Transforming indexes in Amazon OpenSearch Service - Amazon OpenSearch Service

Transforming indexes in Amazon OpenSearch Service

Whereas index rollup jobs let you reduce data granularity by rolling up old data into condensed indices, transform jobs let you create a different, summarized view of your data centered around certain fields, so you can visualize or analyze the data in different ways.

Index transforms have an OpenSearch Dashboards user interface and REST API. The feature requires OpenSearch 1.0 or later. Full documentation is available in the OpenSearch documentation.

Creating an index transform job

If you don’t have any data in your cluster, use the sample flight data within OpenSearch Dashboards to try out transform jobs. After adding the data, launch OpenSearch Dashboards. Then choose Index Management, Transform Jobs, and Create Transform Job.

Step 1: Choose indices

In the Indices section, select the source and target index. You can either select an existing target index or create a new one by entering a name for it.

If you want to transform just a subset of your source index, choose Add Data Filter, and use the OpenSearch query DSL to specify a subset of your source index.

Step 2: Choose fields

After choosing your indices, choose the fields you want to use in your transform job, as well as whether to use groupings or aggregations.

  • You can use groupings to place your data into separate buckets in your transformed index. For example, if you want to group all of the airport destinations within the sample flight data, group the DestAirportID field into a target field of DestAirportID_terms field, and you can find the grouped airport IDs in your transformed index after the transform job finishes.

  • On the other hand, aggregations let you perform simple calculations. For example, you might include an aggregation in your transform job to define a new field of sum_of_total_ticket_price that calculates the sum of all airplane tickets. Then you can analyze the new data in your transformed index.

Step 3: Specify a schedule

Transform jobs are enabled by default and run on schedules. For transform execution interval, specify an interval in minutes, hours, or days.
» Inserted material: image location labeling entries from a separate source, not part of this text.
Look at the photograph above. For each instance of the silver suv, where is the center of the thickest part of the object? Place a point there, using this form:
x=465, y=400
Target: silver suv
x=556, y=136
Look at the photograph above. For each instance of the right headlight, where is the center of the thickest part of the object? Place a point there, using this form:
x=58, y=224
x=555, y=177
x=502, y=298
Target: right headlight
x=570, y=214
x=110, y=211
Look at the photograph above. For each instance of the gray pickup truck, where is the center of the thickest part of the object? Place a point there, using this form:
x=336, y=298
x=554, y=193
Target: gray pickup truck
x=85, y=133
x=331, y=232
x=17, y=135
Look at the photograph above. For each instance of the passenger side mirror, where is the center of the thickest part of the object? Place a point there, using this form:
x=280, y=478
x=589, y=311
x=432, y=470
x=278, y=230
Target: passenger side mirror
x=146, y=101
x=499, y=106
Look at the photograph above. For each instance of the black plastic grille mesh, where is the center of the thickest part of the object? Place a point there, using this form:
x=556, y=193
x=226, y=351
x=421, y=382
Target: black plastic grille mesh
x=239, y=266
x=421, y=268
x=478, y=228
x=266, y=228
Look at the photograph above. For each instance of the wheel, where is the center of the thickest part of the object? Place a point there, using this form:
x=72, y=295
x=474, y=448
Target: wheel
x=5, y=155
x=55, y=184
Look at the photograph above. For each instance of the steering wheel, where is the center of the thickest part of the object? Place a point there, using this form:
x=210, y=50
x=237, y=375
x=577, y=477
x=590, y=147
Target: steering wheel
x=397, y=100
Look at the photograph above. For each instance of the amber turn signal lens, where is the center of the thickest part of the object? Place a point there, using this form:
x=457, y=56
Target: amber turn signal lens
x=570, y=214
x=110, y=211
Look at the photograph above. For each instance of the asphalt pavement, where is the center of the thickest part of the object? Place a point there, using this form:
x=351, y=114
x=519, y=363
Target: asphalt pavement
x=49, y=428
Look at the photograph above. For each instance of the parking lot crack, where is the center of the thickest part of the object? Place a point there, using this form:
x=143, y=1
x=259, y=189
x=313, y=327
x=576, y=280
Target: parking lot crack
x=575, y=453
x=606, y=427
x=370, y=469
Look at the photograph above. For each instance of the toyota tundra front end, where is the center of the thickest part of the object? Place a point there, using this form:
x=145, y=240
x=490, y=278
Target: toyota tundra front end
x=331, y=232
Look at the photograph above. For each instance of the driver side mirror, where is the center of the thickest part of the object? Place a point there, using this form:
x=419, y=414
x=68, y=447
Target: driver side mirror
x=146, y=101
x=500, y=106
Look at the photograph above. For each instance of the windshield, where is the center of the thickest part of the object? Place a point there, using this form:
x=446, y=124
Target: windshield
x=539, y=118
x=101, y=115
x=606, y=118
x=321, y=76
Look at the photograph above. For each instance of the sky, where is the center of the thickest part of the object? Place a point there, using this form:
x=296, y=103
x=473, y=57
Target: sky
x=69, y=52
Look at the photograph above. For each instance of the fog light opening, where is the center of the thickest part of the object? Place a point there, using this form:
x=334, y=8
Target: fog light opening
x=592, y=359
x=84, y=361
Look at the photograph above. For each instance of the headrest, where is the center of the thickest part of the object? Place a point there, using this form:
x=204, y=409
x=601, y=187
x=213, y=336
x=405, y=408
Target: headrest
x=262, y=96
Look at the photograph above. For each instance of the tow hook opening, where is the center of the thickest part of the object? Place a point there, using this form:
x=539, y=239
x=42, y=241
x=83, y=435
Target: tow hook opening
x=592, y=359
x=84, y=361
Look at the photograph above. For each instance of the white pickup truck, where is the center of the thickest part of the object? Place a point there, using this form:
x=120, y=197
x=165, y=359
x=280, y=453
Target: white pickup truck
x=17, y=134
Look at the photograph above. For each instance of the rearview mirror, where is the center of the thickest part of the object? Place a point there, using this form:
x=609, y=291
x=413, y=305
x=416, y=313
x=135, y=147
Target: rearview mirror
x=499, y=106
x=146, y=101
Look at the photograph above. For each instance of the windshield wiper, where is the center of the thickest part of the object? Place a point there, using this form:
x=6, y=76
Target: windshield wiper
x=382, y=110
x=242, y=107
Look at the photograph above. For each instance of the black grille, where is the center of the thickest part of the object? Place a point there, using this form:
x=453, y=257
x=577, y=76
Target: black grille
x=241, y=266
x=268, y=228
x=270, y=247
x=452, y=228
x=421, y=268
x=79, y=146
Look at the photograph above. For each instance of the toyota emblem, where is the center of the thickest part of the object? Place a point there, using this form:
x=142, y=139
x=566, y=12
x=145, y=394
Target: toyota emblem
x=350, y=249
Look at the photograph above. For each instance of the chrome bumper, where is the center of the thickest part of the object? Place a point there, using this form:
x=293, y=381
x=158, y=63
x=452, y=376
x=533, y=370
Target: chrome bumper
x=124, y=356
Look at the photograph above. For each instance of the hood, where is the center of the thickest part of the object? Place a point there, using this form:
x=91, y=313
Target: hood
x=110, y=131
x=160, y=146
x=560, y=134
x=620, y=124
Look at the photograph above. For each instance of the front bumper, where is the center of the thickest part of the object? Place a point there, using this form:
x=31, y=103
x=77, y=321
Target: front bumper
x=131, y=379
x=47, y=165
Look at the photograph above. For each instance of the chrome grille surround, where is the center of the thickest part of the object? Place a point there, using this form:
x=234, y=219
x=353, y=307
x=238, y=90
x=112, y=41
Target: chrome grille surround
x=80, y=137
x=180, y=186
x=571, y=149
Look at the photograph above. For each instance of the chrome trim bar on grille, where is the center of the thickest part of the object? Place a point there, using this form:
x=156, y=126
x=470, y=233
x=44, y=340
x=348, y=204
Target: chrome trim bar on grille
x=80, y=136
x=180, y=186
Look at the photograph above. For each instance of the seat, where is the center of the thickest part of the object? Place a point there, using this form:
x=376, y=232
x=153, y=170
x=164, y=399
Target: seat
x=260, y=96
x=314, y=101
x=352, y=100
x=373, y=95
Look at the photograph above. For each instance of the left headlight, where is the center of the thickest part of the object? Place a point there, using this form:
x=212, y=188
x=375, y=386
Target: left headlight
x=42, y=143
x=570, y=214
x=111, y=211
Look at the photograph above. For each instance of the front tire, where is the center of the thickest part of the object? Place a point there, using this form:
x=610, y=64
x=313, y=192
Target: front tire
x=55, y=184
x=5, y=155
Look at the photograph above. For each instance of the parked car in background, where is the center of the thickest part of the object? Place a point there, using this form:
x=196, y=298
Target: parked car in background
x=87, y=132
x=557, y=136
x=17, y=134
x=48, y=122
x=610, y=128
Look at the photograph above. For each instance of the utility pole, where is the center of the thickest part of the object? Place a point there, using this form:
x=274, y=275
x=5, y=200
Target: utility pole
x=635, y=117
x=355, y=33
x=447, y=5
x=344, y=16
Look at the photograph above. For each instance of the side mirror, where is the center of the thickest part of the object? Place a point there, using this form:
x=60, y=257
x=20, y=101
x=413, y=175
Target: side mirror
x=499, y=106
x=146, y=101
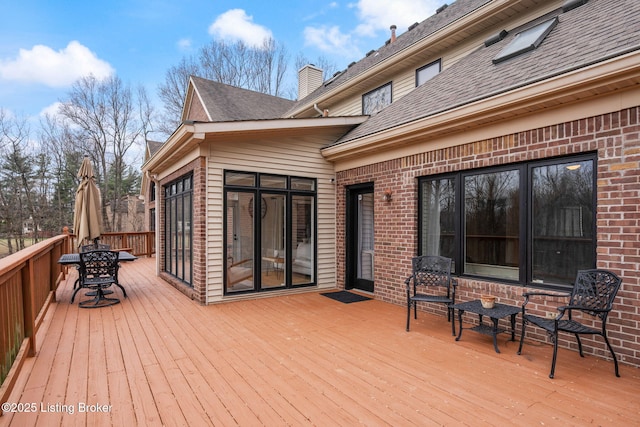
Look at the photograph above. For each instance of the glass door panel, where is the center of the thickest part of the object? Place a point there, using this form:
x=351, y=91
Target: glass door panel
x=274, y=248
x=302, y=240
x=241, y=208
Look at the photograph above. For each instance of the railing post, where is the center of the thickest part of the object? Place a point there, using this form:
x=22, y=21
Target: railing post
x=28, y=305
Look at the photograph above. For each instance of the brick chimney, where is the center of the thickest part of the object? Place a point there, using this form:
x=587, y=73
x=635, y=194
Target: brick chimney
x=309, y=79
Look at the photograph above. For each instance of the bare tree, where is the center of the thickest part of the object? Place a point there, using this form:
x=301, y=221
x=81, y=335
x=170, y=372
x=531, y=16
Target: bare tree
x=109, y=123
x=174, y=91
x=17, y=199
x=58, y=141
x=262, y=69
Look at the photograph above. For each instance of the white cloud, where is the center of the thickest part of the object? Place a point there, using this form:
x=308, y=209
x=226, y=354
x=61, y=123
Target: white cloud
x=184, y=44
x=53, y=68
x=376, y=15
x=52, y=110
x=236, y=25
x=331, y=40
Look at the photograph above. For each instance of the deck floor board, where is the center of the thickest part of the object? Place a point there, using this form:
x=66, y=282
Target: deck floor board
x=159, y=358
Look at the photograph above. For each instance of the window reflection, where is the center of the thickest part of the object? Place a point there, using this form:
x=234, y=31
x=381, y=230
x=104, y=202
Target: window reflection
x=492, y=226
x=563, y=221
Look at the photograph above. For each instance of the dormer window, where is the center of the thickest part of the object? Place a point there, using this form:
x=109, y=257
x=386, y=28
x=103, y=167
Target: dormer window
x=376, y=100
x=427, y=72
x=526, y=40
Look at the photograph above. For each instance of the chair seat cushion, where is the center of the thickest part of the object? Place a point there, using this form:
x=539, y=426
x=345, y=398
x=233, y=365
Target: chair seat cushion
x=564, y=325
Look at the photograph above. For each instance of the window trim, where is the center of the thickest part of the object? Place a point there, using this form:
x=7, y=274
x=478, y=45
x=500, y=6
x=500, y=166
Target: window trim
x=526, y=237
x=289, y=192
x=170, y=253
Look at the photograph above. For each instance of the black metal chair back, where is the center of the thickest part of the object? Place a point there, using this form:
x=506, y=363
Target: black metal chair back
x=95, y=247
x=593, y=293
x=99, y=264
x=431, y=271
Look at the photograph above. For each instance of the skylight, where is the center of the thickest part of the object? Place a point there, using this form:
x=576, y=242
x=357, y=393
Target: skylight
x=526, y=40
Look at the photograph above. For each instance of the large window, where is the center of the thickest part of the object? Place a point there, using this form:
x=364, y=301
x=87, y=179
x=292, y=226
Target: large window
x=178, y=198
x=269, y=231
x=530, y=223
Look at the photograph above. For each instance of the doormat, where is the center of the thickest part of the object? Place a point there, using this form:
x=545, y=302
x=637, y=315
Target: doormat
x=345, y=297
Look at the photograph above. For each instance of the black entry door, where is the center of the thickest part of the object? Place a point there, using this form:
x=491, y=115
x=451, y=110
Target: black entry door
x=360, y=238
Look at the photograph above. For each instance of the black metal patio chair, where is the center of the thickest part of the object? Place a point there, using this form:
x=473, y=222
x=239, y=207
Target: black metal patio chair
x=593, y=294
x=95, y=246
x=432, y=282
x=99, y=272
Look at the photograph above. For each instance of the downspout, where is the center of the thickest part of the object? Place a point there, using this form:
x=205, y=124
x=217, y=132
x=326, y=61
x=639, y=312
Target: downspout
x=324, y=113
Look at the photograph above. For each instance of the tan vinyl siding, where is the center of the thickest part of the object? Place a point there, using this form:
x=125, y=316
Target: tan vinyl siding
x=284, y=157
x=350, y=107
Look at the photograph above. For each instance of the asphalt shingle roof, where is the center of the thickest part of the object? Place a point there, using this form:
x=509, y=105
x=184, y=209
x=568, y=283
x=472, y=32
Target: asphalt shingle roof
x=585, y=35
x=229, y=103
x=452, y=13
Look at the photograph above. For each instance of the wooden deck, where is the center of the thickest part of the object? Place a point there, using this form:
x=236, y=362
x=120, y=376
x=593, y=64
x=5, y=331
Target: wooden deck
x=158, y=358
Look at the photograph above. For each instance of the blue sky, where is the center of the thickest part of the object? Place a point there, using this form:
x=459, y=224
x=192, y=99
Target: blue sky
x=45, y=45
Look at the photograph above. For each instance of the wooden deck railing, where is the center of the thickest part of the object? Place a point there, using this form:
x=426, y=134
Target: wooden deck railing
x=28, y=281
x=138, y=243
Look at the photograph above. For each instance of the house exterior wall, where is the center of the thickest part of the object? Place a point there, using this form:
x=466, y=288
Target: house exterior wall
x=198, y=289
x=614, y=136
x=282, y=156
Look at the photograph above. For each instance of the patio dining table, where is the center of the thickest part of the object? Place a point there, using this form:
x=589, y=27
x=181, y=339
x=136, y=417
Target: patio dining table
x=74, y=259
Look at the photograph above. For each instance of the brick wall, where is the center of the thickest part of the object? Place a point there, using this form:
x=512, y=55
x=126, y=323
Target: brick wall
x=616, y=139
x=198, y=280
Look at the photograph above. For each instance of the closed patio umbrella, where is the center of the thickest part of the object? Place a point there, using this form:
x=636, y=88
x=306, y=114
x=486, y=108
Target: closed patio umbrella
x=86, y=216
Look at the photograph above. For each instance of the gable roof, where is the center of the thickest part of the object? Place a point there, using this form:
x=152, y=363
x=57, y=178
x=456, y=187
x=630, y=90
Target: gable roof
x=595, y=32
x=429, y=26
x=224, y=103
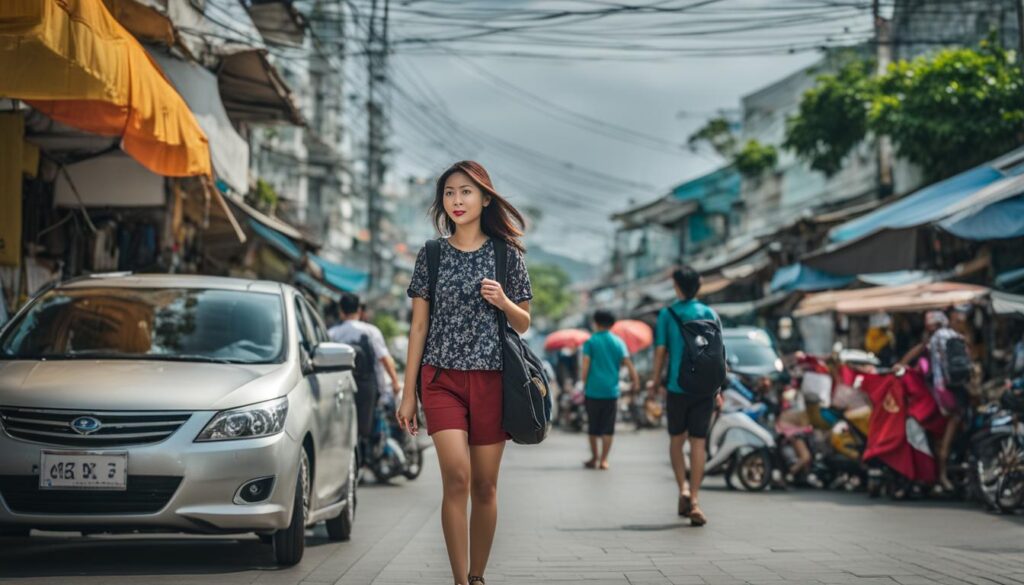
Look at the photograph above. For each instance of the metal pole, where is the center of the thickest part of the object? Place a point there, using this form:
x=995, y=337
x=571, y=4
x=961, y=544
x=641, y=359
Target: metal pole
x=1020, y=34
x=883, y=55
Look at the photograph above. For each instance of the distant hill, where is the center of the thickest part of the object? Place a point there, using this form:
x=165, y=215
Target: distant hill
x=579, y=272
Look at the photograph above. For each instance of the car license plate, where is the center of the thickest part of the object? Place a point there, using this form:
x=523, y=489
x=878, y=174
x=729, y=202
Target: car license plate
x=83, y=470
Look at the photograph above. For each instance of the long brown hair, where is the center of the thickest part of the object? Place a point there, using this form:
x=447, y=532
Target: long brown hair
x=500, y=218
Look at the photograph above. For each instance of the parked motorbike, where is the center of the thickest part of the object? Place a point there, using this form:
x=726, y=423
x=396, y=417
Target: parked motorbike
x=738, y=446
x=390, y=452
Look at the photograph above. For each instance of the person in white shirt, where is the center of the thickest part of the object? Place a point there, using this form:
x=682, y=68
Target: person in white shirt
x=350, y=329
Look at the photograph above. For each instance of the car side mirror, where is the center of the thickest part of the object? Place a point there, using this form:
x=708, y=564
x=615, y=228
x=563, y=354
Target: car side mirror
x=332, y=357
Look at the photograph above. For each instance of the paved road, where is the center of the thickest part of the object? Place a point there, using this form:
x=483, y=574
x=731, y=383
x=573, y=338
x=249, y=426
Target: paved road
x=561, y=524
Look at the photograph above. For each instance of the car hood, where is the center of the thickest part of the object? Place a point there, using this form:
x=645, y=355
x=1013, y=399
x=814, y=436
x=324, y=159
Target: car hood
x=114, y=384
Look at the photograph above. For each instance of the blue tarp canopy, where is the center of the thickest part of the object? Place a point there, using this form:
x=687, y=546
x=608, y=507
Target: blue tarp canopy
x=925, y=206
x=283, y=243
x=339, y=277
x=800, y=278
x=1003, y=219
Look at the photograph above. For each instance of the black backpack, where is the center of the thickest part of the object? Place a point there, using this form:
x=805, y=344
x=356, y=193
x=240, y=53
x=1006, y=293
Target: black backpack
x=701, y=372
x=368, y=392
x=957, y=368
x=525, y=395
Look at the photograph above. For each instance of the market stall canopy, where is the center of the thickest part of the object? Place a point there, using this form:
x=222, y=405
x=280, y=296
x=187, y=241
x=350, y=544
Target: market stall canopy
x=279, y=22
x=1006, y=303
x=339, y=277
x=145, y=19
x=88, y=183
x=75, y=63
x=805, y=279
x=565, y=338
x=253, y=90
x=888, y=239
x=909, y=298
x=1000, y=220
x=199, y=87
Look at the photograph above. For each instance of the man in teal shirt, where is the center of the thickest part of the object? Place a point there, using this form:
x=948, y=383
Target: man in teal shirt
x=603, y=354
x=689, y=418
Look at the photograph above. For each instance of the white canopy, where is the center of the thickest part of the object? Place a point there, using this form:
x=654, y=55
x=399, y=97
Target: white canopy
x=199, y=88
x=114, y=179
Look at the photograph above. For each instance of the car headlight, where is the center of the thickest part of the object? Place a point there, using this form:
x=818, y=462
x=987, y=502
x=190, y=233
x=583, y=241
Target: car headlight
x=261, y=419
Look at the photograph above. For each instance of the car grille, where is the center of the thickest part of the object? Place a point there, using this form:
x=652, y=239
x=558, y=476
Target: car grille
x=144, y=494
x=117, y=428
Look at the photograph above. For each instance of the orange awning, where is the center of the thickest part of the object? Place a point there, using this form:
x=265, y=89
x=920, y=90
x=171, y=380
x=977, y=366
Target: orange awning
x=72, y=60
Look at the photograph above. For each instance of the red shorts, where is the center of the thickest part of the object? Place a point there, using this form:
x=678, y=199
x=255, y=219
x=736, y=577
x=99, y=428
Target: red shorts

Step 4: Review and monitor

Review your configuration and select Create. Then monitor the Transform job status column.

Step 5: Search the target index

After the job finishes, you can use the standard _search API to search the target index.

For example, after running a transform job that transforms the flight data based on the DestAirportID field, you can run the following request to return all fields that have a value of SFO:

GET target_index/_search { "query": { "match": { "DestAirportID_terms" : "SFO" } } }